6. Your LLC Members’ Voting Rights
After stating your LLC’s tax classification, the section underneath should define your LLC members’ voting rights. In this section, discuss how your voting procedures will be run and state the business decisions that require member approval.
Member rights are based on ownership percentages and LLC management structure in most cases:
- Member-managed LLCs: Member voting power is commonly based on ownership percentage.
- Manager-managed LLCs: Member voting power is also usually based on ownership percentage.
Note: Most LLC managers handle daily business operations without needing a member’s vote. Therefore, your internal Operating Agreement should clearly identify any actions that need to be approved. This includes adding or removing members, transferring ownership interests, and/or amending your agreement.
At the bottom, provide any other relevant information about your internal governance procedures. This may include approval thresholds, recording business decisions, and how to document votes.
7. Your Allocation Of Profits And Losses
This section of your internal Operating Agreement should clearly state how your LLC will divide profits and losses between members. This ensures that your business has good operational transparency and reduces the risk of internal disputes among LLC members.
Allocations are normally based on ownership percentages. However, LLC members may agree to a different arrangement, as long as it’s clearly shown in your Operating Agreement.
Include the following information in this section:
- Clearly state how profits and losses will be allocated. This is commonly based on ownership percentages unless agreed otherwise.
- Describe how and when member distributions will be made.
- Explain the payment method.
- State whether funds will be regularly distributed or retained in your LLC.
- Address potential reserve policies before distributions are made.
Tip: I highly advise being as specific as possible when completing this section. Make sure you include clear language when discussing timing, allocation formulas, and distribution conditions. This helps prevent misunderstandings and supports smoother accounting and tax reporting procedures.
8. Membership Changes And Dissolution Procedures
The final section of your Operating Agreement should clearly explain how your LLC will deal with management changes and administrative dissolution (business closure).
Make sure you include the following in this section:
- Rules for transferring ownership interests.
- Procedures for adding or removing LLC members.
- Dissolution voting requirements.
- Dissolution procedures and the asset distribution process.
Frequently Asked Questions
No, you’re NOT legally required to complete and maintain an internal Operating Agreement when operating as an LLC in Kentucky. Despite this, I strongly recommend maintaining a written one, regardless of your LLC type (including single-member LLCs).
Having one in place when operating helps define your LLC ownership, management structure, profit allocation, and voting rights. Without one, your LLC is governed by Kentucky’s default operating laws.

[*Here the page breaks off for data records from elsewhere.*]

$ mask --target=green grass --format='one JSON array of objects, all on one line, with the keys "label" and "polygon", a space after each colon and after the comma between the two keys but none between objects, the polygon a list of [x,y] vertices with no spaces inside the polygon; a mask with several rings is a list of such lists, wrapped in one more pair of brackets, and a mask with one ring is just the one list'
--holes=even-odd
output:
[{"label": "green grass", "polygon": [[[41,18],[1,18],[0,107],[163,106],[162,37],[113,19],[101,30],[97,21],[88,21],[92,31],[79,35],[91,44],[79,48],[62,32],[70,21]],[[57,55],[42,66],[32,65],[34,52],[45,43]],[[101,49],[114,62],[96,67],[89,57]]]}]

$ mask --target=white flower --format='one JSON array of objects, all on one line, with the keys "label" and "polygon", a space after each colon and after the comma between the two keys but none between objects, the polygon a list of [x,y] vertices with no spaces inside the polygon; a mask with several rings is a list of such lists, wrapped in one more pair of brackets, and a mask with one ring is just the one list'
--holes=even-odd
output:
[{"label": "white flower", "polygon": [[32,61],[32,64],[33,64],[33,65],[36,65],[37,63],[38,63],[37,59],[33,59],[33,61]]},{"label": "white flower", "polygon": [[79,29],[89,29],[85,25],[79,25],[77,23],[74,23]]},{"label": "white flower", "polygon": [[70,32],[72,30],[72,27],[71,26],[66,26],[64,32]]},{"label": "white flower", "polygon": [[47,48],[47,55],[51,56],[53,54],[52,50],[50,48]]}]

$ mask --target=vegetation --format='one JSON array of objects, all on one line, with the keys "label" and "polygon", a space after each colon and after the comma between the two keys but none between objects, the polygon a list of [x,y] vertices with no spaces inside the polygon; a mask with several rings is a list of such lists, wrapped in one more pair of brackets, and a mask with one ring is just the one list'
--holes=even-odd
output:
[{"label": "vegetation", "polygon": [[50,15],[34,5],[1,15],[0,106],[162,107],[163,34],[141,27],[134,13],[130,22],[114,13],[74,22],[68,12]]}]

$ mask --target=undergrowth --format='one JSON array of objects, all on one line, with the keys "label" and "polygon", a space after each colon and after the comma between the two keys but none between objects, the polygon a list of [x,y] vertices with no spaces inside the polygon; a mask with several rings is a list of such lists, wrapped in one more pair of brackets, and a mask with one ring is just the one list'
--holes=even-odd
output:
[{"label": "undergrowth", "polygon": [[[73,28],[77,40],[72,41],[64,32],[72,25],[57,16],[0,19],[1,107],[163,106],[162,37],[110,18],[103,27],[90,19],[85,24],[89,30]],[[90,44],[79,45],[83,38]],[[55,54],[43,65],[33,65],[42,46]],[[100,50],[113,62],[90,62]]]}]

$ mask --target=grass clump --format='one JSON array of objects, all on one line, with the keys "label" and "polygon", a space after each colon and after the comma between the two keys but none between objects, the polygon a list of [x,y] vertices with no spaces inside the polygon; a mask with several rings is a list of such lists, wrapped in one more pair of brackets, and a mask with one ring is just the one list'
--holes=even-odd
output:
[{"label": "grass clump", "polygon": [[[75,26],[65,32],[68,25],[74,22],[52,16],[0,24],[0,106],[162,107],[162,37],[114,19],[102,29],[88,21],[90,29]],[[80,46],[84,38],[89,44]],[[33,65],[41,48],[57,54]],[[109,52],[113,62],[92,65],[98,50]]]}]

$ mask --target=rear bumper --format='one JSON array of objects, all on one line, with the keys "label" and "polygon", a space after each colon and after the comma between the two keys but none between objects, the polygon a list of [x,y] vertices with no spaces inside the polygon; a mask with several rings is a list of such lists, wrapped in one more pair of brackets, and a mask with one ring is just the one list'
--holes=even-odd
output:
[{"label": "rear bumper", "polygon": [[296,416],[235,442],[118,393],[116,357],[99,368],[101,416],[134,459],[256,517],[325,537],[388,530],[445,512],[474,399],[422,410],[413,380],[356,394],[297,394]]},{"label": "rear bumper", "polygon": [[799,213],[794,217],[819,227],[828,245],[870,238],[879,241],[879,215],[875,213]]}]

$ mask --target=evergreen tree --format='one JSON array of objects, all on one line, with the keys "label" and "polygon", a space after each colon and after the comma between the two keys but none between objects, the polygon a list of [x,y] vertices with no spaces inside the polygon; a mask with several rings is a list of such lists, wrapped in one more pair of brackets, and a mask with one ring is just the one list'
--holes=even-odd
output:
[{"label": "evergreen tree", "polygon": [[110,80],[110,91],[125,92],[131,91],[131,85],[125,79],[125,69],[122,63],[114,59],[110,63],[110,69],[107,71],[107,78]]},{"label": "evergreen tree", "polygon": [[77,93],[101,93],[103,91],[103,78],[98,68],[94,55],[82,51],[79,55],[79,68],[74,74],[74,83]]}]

In most cases, these won’t align with your specific business needs.
Some common LLC Operating Agreement mistakes include not outlining voting rights or management authority, failing to clearly define ownership percentages, omitting procedures for adding/removing LLC members, and ignoring profit and loss allocation details.

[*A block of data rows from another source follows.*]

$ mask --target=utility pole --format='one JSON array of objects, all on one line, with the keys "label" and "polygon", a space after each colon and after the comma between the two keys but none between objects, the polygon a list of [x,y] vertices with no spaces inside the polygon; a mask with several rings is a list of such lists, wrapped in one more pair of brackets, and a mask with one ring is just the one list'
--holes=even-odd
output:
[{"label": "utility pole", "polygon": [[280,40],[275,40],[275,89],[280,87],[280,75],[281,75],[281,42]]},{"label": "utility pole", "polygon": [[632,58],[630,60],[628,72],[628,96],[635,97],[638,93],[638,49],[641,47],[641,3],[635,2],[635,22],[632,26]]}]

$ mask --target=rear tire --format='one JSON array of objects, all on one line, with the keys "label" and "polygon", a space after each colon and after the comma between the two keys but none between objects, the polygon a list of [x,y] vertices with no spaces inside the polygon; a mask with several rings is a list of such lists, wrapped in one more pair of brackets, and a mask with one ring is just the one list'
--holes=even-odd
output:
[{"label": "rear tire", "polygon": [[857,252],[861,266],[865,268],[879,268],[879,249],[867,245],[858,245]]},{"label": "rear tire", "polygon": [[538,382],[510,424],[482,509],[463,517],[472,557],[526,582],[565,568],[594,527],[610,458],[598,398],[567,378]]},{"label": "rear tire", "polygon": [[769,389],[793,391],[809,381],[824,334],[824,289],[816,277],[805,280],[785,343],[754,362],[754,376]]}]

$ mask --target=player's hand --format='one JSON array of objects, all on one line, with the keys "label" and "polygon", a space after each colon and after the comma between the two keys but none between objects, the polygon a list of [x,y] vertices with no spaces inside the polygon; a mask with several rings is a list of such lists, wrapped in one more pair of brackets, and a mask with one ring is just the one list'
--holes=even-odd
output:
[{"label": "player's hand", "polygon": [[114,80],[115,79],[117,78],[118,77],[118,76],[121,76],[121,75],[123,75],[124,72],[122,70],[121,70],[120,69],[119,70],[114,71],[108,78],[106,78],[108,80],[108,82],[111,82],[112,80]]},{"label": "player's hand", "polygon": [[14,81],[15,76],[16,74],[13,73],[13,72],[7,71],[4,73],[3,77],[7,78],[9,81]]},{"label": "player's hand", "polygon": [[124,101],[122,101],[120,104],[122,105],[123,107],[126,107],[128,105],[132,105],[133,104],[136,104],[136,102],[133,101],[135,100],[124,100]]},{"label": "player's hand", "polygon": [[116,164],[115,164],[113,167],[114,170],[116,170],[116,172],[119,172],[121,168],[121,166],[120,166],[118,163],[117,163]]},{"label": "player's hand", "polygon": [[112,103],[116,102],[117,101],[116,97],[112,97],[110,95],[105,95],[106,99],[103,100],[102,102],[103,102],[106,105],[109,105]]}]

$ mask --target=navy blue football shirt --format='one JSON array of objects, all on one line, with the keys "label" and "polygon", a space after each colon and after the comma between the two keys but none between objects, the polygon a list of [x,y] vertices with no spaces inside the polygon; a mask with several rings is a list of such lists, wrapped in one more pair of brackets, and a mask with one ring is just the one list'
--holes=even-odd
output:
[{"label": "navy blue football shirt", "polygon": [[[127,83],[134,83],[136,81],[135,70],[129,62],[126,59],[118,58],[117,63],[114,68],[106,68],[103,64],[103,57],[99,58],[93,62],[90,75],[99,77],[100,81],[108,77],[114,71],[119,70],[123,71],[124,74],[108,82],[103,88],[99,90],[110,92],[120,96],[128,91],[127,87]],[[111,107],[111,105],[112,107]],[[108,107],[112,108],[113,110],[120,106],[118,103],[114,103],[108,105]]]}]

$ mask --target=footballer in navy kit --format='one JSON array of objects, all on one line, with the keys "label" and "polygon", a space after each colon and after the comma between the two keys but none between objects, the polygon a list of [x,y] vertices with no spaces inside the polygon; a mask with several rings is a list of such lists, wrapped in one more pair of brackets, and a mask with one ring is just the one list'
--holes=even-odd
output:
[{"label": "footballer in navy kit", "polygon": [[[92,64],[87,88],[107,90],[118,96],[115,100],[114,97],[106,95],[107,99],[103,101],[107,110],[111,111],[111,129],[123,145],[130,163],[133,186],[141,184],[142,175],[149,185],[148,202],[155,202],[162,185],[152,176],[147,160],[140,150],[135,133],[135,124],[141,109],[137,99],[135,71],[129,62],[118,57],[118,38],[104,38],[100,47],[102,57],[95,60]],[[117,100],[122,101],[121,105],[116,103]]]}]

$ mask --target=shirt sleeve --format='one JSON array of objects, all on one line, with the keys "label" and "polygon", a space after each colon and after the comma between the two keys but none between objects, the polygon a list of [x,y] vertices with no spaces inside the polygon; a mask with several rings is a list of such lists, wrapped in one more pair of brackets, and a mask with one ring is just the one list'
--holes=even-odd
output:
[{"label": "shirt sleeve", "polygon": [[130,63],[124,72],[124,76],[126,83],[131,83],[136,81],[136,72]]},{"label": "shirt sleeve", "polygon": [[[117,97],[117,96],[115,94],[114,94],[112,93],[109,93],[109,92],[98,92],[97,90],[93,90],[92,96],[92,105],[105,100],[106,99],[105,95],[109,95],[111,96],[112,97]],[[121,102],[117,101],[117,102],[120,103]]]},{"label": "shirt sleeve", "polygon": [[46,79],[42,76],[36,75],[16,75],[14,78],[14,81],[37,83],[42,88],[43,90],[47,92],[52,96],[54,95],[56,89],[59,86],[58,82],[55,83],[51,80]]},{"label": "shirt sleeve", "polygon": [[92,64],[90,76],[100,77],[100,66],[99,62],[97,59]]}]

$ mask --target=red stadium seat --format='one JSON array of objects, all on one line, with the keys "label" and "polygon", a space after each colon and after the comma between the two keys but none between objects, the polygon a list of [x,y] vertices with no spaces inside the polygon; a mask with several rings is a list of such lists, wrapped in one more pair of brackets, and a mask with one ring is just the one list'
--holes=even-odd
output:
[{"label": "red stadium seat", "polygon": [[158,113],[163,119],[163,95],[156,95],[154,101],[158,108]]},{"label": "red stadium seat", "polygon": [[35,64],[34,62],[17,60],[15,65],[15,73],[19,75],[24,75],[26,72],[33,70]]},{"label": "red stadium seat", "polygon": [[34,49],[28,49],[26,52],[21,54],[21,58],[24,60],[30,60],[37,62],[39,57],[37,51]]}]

Alongside this, another common issue is forgetting to update your agreement when your business information changes. Unsigned agreements and vague language can weaken the enforceability of your Operating Agreement.

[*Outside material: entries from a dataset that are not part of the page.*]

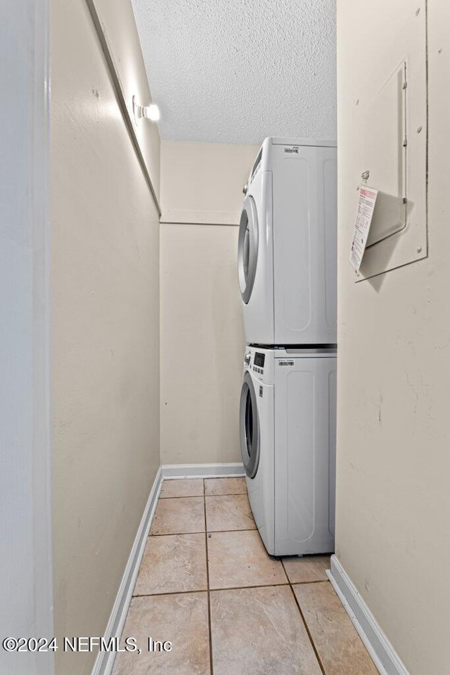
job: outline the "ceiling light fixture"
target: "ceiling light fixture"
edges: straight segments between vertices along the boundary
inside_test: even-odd
[[[136,124],[143,117],[145,120],[150,120],[150,122],[158,122],[161,114],[160,109],[156,103],[150,103],[150,105],[140,105],[136,100],[136,96],[133,96],[133,112],[134,113],[134,120]]]

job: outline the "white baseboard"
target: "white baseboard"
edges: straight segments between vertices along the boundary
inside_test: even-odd
[[[394,648],[377,623],[335,555],[331,556],[328,579],[359,637],[381,675],[409,675]]]
[[[167,478],[235,478],[245,476],[242,462],[228,464],[165,464],[162,477]]]
[[[148,500],[105,631],[104,637],[106,641],[115,636],[120,638],[122,634],[162,484],[162,475],[160,467],[150,491]],[[110,675],[115,656],[115,652],[99,652],[91,675]]]

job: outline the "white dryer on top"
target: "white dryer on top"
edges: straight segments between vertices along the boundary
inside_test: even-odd
[[[335,343],[336,174],[333,141],[264,141],[239,229],[248,344]]]

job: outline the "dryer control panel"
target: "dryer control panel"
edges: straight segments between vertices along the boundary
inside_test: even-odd
[[[266,352],[266,349],[250,347],[250,351],[245,354],[245,367],[254,377],[264,382],[266,382],[273,373],[273,366],[271,368],[273,358],[271,359]]]

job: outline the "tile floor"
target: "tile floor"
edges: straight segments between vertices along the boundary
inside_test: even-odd
[[[377,675],[328,566],[268,555],[245,479],[165,481],[113,675]]]

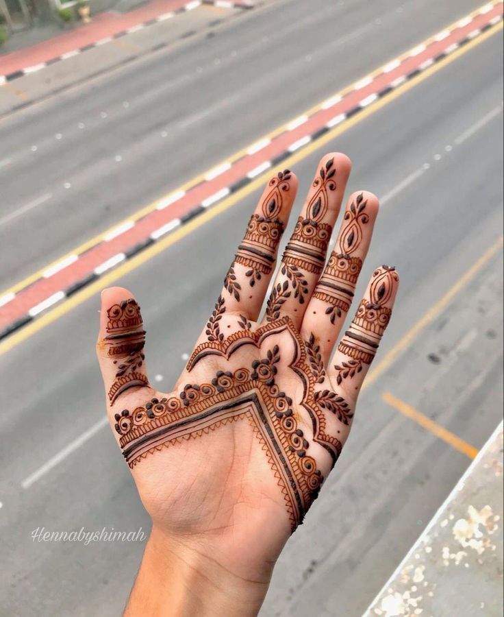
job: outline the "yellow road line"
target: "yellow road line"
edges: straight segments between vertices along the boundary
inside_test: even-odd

Yes, you can write your own Kentucky Operating Agreement using my provided templates. Use my templates according to your business structure and tailor them to your operational needs. This is often done successfully by many small business owners.
However, I advise consulting a professional attorney or tax professional if your LLC has multiple members, complex ownership structures, or special tax elections. This ensures accuracy and proper legal protection.